A Bu's first album, 88 Tones of Black and White, which came out in 2014, with which he performed with the Chinese jazz musicians Shao Haha, a drummer, and Ma Kai, a bassist. With the American bassist Tom Kennedy and drummer Ryan J. Lee, A Bu released his second album, Butterflies Fly in Pairs, in 2016.
"The new album has a diversity of music styles, which, compared to my previous two albums, has richer sounds and delivers much more information," A Bu says. "Though I performed with Grenadier and Harland for the first time, they are very mature musicians and give me lots of space to improvise."
He could not find the proper names for some of his original compositions such as Ballade in E and Ballade in B on the new album, he says, and he leaves the space, which allows the listeners to imagine.
"A Bu's mastery of the musical languages of both classical and jazz－possessing the quality of a professional performer and an imaginative improviser at once," says the Grammy-Award winner drummer Harland.
Grenadier remarks on A Bu's extraordinary composing ability, calling his original compositions "beautiful and expressive" in a lyrical style.
The legendary Russian pianist and composer Nikolai Kapustin (1937-2020), whose music embraced the vocabulary of jazz idioms and classical tradition, regarded A Bu as "one of the most excellent pianists of the young generation who, at the same time, holds a wide range of musical tastes".
In November 2016 A Bu performed Kaputin's works, including Big Band Sounds, Op. 10 and Piano Concerto No. 2 Op. 14, during a concert held at Moscow International House of Music. The concert, featuring music pieces by Kaputin, was held before the Russian pianist's 79th birthday. After the concert, A Bu visited him on his birthday, Nov 22.
Born in Beijing, A Bu, whose real name is Dai Liang, began training in classical piano after he walked into a music shop with his parents and pointed to the biggest instrument he could see, a piano, when he was 4.
Before he turned 10 he was enrolled to study at the primary school of the Central Conservatory of Music in Beijing.
After his father, Dai Bin, a music lover, found that his son enjoyed playing impromptu for hours after finishing the practice sessions assigned by his teachers, Dai Bin invited the Chinese pianist Kong Hongwei, who formed one of the country's pioneering jazz bands, Golden Buddha, to teach his son for more than five years.

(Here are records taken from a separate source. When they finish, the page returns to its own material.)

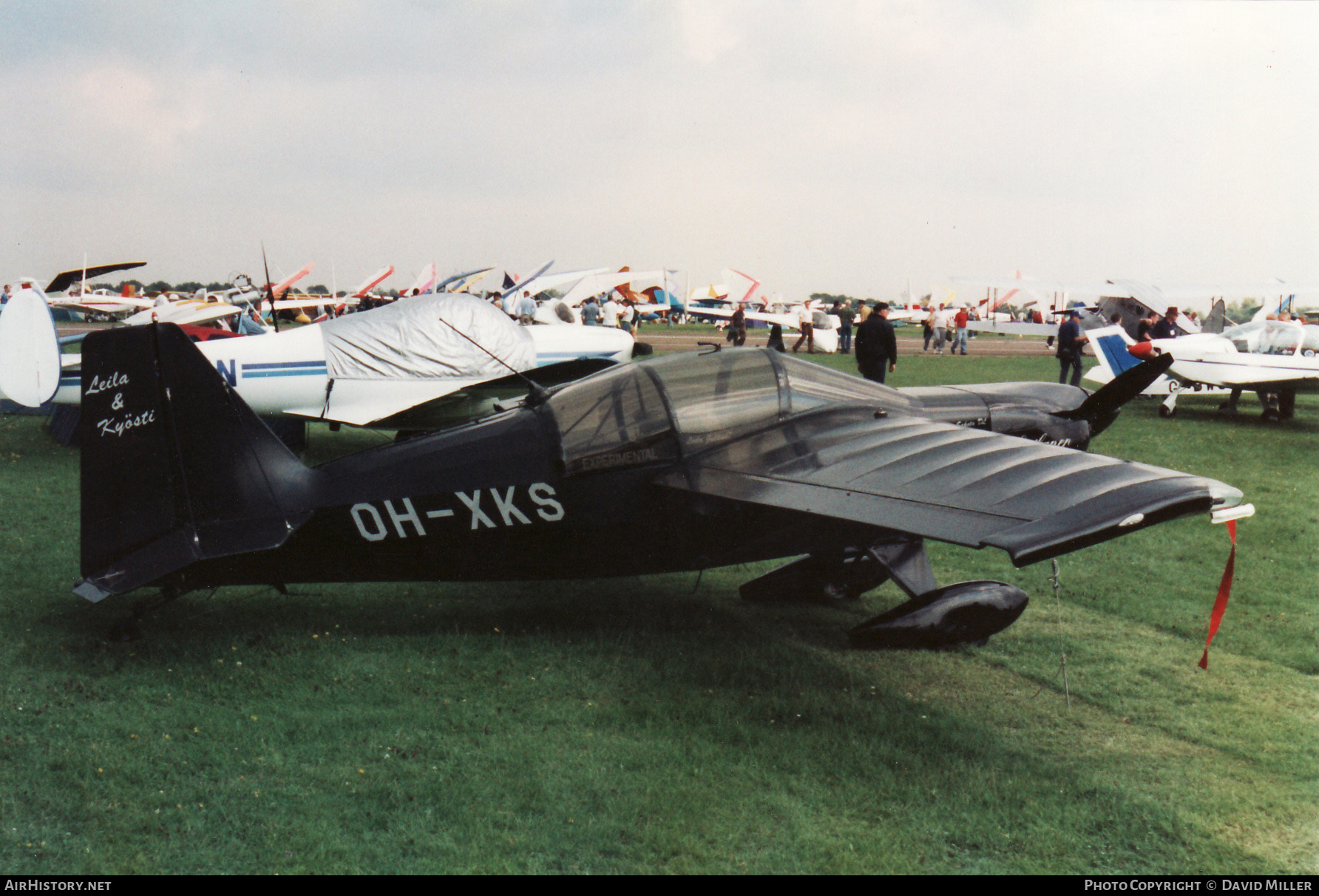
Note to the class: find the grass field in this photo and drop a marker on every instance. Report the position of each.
(664, 724)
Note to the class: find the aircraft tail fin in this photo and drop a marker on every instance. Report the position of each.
(1100, 408)
(176, 467)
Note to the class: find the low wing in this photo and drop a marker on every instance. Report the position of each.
(67, 279)
(957, 484)
(1014, 329)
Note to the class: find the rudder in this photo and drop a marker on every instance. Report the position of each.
(174, 466)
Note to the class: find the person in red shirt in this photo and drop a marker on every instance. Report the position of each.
(960, 322)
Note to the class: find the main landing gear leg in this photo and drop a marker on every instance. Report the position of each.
(932, 618)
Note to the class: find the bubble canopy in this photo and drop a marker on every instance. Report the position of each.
(685, 403)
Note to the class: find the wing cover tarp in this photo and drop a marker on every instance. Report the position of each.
(416, 338)
(938, 481)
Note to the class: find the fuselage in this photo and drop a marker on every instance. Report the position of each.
(1258, 354)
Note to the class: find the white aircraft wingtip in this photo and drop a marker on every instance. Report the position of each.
(30, 350)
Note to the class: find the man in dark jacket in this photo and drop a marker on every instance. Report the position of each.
(1165, 329)
(1071, 339)
(876, 345)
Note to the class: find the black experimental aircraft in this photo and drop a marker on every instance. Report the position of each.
(719, 458)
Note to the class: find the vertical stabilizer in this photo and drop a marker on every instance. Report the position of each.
(174, 466)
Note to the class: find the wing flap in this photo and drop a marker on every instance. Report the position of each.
(938, 481)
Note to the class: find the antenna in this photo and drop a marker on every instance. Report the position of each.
(537, 393)
(269, 289)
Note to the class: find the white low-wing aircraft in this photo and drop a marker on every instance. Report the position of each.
(1273, 358)
(1130, 300)
(824, 326)
(362, 370)
(1112, 350)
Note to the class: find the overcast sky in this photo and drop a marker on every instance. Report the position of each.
(819, 147)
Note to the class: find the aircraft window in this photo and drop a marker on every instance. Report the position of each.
(719, 395)
(1310, 341)
(611, 420)
(1280, 338)
(812, 386)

The father usually took his son to watch live jazz music at Beijing's popular jazz music venues, such as CD Cafe and East Shore Cafe, where Dai Liang not only watched a lot of live jazz performances but also performed with jazz musicians.
"I love playing onstage, which is like a process of sharing, and it makes me happy," A Bu says.
In 2015 A Bu won the First Prize and Audience Choice of the prestigious Montreux Jazz Solo Piano Competition in Switzerland, the first Chinese musician to do so. A year later he was invited to give solo performances during the 50th birthday edition of Montreux Jazz Festival.
Because of the coronavirus pandemic, A Bu has spent a lot of time practicing at home over the past 11 months, which allows him to write music.
"I am drawn to ideas I get from my everyday life, " he says. "I collect them in my phones or on paper. Some of the ideas will be developed into compositions. Besides being a pianist, I want to have different roles as a musician, such as composer, producer, conductor and arranger by taking part in various projects."